A arte de Frank Quitely: a força visual da HQ
Embora o roteiro de Morrison seja impressionante, a arte de Frank Quitely não fica atrás. O ilustrador, conhecido por seu estilo único e detalhado, capta perfeitamente o tom de Grandes Astros: Superman, equilibrando momentos de grande ação com instantes de introspecção. Seu Superman, embora poderoso, não é intransponível. Quitely opta por retratar o herói de uma maneira que exalta sua humanidade, mas também a grandiosidade do seu ser. A capa curta, a clássica cueca vermelha e a figura de um Superman gigante fazem parte de um design que não busca necessariamente se apegar à tradição visual, mas criar uma versão mais moderna e orgânica do personagem.
As ilustrações de Quitely são complexas, mas eficazes. A cena onde Lois Lane ganha os poderes de Superman e, junto com ele, enfrenta monstros e dinossauros, é uma das mais marcantes. Ao lado de Morrison, Quitely consegue transformar uma história aparentemente simples em algo visualmente espetacular. Sua habilidade de capturar a escala e o impacto de um herói como Superman, ao mesmo tempo que humaniza suas interações, faz com que o leitor se envolva emocionalmente com a trama. E essa empatia é um dos pontos mais fortes da obra, pois, ao final, Superman não é apenas um super-herói, mas um homem que se importa com o que acontece ao seu redor.
A Legado de Grandes Astros: Superman
A crítica que Grandes Astros: Superman faz a muitos aspectos da mitologia do personagem é uma das mais sutis e inteligentes. Morrison não procura descontruir o Superman, mas sim explorar suas contradições e paradoxos de uma maneira que, paradoxalmente, só reforça sua importância. Em um mundo onde os super-heróis estão cada vez mais distantes da humanidade, o Superman de Morrison é uma figura que, mesmo diante da morte, busca fazer o bem e corrigir os erros de seu passado.

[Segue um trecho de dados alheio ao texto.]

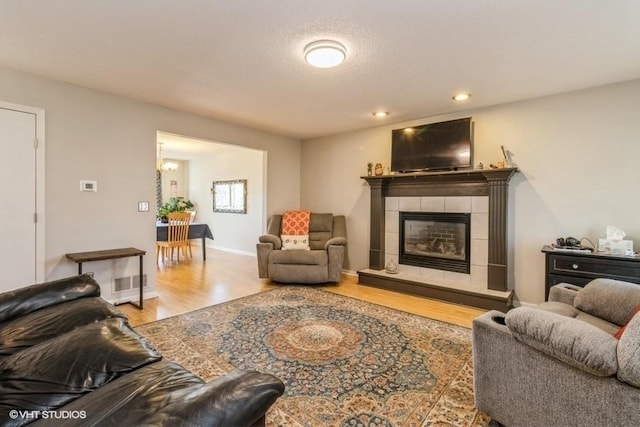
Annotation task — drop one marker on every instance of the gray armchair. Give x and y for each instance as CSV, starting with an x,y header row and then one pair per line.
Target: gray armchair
x,y
559,363
322,263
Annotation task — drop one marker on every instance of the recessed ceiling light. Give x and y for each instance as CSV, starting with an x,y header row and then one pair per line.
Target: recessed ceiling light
x,y
463,96
325,53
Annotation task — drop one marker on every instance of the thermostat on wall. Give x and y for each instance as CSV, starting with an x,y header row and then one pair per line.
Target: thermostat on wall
x,y
88,185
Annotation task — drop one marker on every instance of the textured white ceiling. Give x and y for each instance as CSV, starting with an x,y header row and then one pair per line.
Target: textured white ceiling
x,y
241,60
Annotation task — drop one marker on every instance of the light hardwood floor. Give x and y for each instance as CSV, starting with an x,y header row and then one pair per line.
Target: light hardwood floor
x,y
226,276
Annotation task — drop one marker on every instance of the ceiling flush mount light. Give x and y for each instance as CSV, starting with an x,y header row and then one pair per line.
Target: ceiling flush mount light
x,y
325,53
463,96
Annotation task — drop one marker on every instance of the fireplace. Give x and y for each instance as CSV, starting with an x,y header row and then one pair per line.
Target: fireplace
x,y
438,240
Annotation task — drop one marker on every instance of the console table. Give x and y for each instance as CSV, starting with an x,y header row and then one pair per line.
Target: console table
x,y
579,268
81,257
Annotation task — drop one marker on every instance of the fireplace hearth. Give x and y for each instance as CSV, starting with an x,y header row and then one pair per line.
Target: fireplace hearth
x,y
438,240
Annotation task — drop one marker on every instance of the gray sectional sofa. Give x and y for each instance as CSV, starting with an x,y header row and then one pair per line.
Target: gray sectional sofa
x,y
559,363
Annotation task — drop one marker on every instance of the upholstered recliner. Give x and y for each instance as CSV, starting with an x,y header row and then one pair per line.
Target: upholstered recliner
x,y
565,362
320,264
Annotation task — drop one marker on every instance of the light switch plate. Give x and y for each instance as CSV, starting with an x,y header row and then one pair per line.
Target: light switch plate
x,y
88,185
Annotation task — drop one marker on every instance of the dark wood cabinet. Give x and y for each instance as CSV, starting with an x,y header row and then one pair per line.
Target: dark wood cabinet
x,y
579,268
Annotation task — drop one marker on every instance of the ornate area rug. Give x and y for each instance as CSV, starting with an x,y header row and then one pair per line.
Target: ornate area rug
x,y
344,362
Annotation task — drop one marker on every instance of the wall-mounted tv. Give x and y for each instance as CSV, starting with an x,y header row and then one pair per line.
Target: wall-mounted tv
x,y
434,146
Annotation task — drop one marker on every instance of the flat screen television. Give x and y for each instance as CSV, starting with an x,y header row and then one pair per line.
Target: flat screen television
x,y
434,146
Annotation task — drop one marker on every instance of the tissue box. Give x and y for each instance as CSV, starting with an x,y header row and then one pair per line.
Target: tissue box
x,y
616,247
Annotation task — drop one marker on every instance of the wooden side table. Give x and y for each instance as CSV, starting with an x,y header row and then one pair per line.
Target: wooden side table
x,y
81,257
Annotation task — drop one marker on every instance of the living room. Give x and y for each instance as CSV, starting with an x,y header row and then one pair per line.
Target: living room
x,y
574,145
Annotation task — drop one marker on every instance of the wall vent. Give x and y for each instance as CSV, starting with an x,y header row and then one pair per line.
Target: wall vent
x,y
123,284
135,281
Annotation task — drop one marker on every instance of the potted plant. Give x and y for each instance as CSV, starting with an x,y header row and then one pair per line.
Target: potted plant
x,y
175,204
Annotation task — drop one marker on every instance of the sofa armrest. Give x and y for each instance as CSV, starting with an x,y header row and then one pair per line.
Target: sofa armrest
x,y
570,340
564,292
240,398
31,298
338,241
517,385
270,238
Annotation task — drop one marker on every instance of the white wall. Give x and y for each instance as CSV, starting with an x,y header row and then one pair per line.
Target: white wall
x,y
577,153
181,178
95,136
233,232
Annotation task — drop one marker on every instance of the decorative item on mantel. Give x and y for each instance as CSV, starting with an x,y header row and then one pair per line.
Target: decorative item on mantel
x,y
391,267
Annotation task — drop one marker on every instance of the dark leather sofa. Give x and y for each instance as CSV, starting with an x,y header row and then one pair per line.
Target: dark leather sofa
x,y
69,358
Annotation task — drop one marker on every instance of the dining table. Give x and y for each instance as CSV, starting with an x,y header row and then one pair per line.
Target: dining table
x,y
197,230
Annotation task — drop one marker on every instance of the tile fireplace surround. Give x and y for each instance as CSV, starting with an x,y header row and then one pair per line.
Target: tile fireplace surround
x,y
483,194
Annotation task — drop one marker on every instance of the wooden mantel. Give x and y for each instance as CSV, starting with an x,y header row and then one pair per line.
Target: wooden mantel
x,y
476,182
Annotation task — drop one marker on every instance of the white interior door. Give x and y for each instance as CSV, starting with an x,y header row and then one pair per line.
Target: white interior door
x,y
21,179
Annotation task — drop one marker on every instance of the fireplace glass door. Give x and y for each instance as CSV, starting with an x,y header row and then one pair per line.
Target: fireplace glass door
x,y
438,240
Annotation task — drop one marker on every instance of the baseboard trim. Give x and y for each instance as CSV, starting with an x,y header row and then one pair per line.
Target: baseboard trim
x,y
233,251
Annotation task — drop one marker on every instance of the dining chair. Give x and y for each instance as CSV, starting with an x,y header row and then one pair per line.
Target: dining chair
x,y
193,219
177,237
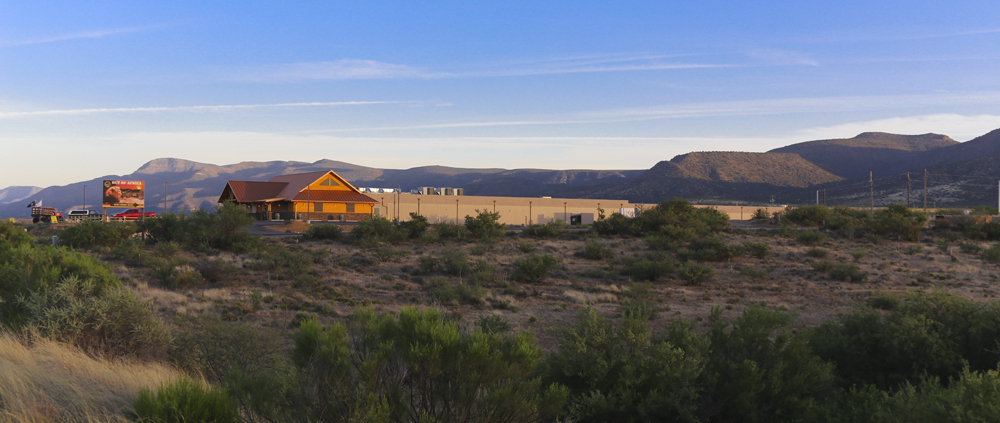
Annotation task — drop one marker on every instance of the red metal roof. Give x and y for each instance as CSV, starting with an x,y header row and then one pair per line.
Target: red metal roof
x,y
333,196
253,191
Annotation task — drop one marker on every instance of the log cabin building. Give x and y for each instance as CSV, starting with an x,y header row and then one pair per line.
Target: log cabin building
x,y
301,196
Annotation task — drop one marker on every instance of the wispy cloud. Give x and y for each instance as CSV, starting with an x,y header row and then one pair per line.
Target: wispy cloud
x,y
717,109
370,69
339,69
214,108
100,33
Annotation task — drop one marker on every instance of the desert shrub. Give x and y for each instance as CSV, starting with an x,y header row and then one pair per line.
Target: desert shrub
x,y
493,324
185,401
377,229
455,262
751,370
884,302
129,250
89,233
168,249
416,226
935,333
991,255
624,374
549,230
810,237
280,260
859,253
636,302
321,231
535,268
847,272
649,269
485,226
813,215
709,249
753,273
217,270
387,253
817,252
970,248
525,246
109,322
757,249
482,273
676,213
594,250
448,293
26,269
448,230
481,248
419,365
695,273
823,266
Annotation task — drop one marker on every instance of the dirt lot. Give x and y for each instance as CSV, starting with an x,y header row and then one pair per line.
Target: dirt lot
x,y
344,276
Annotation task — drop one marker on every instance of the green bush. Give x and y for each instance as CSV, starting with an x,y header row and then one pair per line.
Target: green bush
x,y
991,255
416,226
549,230
847,272
485,226
757,249
709,249
636,302
535,268
185,401
448,230
594,250
109,322
377,229
813,215
649,269
695,273
810,237
420,366
935,334
89,234
321,231
817,252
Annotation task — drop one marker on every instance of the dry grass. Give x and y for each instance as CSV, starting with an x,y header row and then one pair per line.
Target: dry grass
x,y
46,381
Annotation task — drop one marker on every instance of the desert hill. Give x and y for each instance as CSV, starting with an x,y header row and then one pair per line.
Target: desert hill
x,y
878,152
192,185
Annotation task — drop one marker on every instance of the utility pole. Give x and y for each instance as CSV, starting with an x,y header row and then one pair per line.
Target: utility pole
x,y
871,188
925,191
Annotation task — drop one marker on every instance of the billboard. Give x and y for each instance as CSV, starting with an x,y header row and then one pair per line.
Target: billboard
x,y
124,193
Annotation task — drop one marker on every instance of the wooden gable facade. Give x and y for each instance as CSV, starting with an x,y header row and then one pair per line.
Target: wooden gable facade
x,y
302,196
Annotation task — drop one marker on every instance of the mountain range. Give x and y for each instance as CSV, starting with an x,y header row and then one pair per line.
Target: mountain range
x,y
850,171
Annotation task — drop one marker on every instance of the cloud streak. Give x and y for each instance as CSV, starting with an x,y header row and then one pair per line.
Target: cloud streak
x,y
100,33
215,108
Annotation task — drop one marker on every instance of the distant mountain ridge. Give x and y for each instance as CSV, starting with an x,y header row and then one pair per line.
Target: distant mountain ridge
x,y
960,174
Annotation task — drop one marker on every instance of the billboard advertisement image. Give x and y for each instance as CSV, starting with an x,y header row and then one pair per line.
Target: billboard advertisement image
x,y
124,193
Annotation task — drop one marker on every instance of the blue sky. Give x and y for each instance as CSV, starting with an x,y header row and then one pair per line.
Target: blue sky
x,y
95,88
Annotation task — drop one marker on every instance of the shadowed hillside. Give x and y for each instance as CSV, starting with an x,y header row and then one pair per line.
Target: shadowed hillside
x,y
878,152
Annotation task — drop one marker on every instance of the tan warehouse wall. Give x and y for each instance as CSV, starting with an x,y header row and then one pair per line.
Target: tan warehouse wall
x,y
517,210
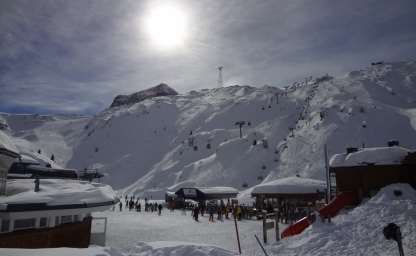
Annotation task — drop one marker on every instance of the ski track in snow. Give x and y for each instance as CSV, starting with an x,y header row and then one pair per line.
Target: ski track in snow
x,y
125,229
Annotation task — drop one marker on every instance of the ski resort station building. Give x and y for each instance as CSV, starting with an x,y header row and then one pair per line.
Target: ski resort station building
x,y
199,194
50,212
289,193
364,172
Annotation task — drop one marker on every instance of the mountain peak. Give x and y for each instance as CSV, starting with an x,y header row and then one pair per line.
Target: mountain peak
x,y
156,91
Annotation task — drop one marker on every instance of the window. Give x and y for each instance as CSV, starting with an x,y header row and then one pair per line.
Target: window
x,y
66,219
5,225
43,223
24,223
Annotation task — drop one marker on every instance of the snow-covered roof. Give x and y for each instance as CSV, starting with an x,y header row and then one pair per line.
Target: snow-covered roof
x,y
6,143
378,156
218,190
54,192
290,185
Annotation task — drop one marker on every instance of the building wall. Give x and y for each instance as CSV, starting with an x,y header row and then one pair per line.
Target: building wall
x,y
367,180
66,235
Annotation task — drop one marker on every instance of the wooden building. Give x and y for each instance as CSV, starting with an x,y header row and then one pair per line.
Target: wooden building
x,y
45,213
293,197
200,194
365,171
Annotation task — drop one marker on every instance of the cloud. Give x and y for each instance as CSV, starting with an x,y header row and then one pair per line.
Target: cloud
x,y
55,55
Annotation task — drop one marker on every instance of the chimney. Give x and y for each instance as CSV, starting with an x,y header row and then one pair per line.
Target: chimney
x,y
351,150
392,143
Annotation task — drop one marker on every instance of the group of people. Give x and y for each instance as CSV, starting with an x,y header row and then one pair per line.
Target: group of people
x,y
222,210
134,204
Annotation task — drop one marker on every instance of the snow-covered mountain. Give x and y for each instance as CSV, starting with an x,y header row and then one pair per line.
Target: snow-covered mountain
x,y
194,138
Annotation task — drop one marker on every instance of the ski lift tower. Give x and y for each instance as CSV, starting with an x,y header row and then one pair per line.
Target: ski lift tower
x,y
220,82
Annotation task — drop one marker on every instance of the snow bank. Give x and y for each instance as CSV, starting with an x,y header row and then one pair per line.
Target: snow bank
x,y
378,156
360,231
57,192
178,248
290,185
6,142
141,249
91,251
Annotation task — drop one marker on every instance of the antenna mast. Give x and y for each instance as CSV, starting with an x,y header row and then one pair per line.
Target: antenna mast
x,y
220,82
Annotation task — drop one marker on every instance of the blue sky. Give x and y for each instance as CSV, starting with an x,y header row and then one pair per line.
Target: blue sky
x,y
76,56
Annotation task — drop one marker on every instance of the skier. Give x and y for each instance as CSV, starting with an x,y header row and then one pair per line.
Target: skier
x,y
211,209
196,213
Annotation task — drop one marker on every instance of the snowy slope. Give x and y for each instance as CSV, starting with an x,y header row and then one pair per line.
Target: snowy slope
x,y
164,141
360,231
192,139
55,135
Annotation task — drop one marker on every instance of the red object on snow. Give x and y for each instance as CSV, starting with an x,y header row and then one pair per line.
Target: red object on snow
x,y
328,211
339,202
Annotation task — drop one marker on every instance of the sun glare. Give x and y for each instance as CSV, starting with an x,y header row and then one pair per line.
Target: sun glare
x,y
167,26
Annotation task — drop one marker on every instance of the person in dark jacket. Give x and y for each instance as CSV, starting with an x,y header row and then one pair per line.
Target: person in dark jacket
x,y
196,213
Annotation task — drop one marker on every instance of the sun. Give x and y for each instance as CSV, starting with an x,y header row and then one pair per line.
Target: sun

Por mais que a obra tenha suas falhas, especialmente no que diz respeito a um excesso de simbolismo e algumas passagens mais confusas, ela consegue encapsular o que há de melhor no Superman: seu otimismo inabalável e sua crença de que, independentemente dos desafios, “sempre há uma solução”. Em muitos aspectos, a obra te lembra que ninguém precisa ser o Superman para ter a capacidade de transformar o mundo ao seu redor.
Grandes Astros: Superman não é apenas uma grande história em quadrinhos. É uma declaração sobre o que o Superman realmente representa: um herói, sim, mas, mais do que isso, um símbolo eterno de esperança, compaixão e humanidade. Ao revisitar as raízes do personagem e dar novas camadas a tudo o que ele representa, Morrison e Quitely criam uma obra que, mesmo anos após sua publicação, continua sendo uma das mais emblemáticas da 9ª arte.